= Modikwe Dikobe =

Deceased writer and activist in South Africa

Modikwe Dikobe (pseudonym of Marks Rammitloa, 1913 – July 2005) was a South African novelist, poet, trade unionist and squatter leader in Johannesburg, in the 1940s. He wrote one book and one collection of poetry, whilst working as a hawker, clerk, domestic servant and night watchman.

==Early life==
Dikobe was born in Mutse village, in north-central Transvaal. When he was young his mother went to Johannesburg to work and he lived with his grandmother, looking after goats. When he was nine he moved to Sophiatown in the city to be with his mother. Then they moved to a shack in Doornfontein. He learnt to read and write, as well as being introduced to leftwing ideas, by the Communist Party’s Mayibuye night-schools in the 1930s.

==Activism==
His first job was selling newspapers and this is how he met his future wife, Ruth. They married in 1936 and lived in Newclare and Sophiatown, before moving to the Alexandra township. In the early 1940s, Dikobe began to organise tenants' movements and bus boycotts, alongside other people such as Schreiner Baduza and James Mpanza.

Owing to the high rents, people began to squat in the veld. Dikobe joined them and became a squatter leader. He wrote for a newspaper called Inkululeko ('Freedom'). The police arrested Dikobe alongside many other people in 1960. He was quickly released, but forbidden from being associated with politics or trade unions. In 1963, he took a job as a nightwatchman and began to write his book The Marabi Dance about shackdwellers in Doornfontein.
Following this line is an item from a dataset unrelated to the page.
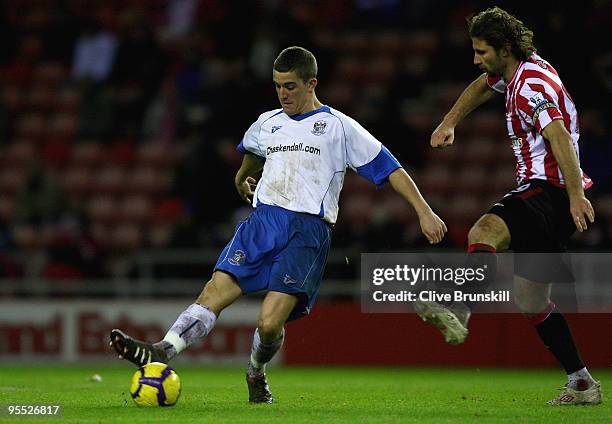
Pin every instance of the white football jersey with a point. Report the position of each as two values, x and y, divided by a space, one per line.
306 157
Dikobe then left his wife and moved to Seabe in (modern-day Mpumalanga) with another woman.

==Legacy==
Literary historian Tim Couzens, editor of Dikobe's volume of poetry, Dispossessed, states that "Dikobe is unique in South African literature because he has been until recently [...] the only substantial writer who is, while writing, fairly strongly working class."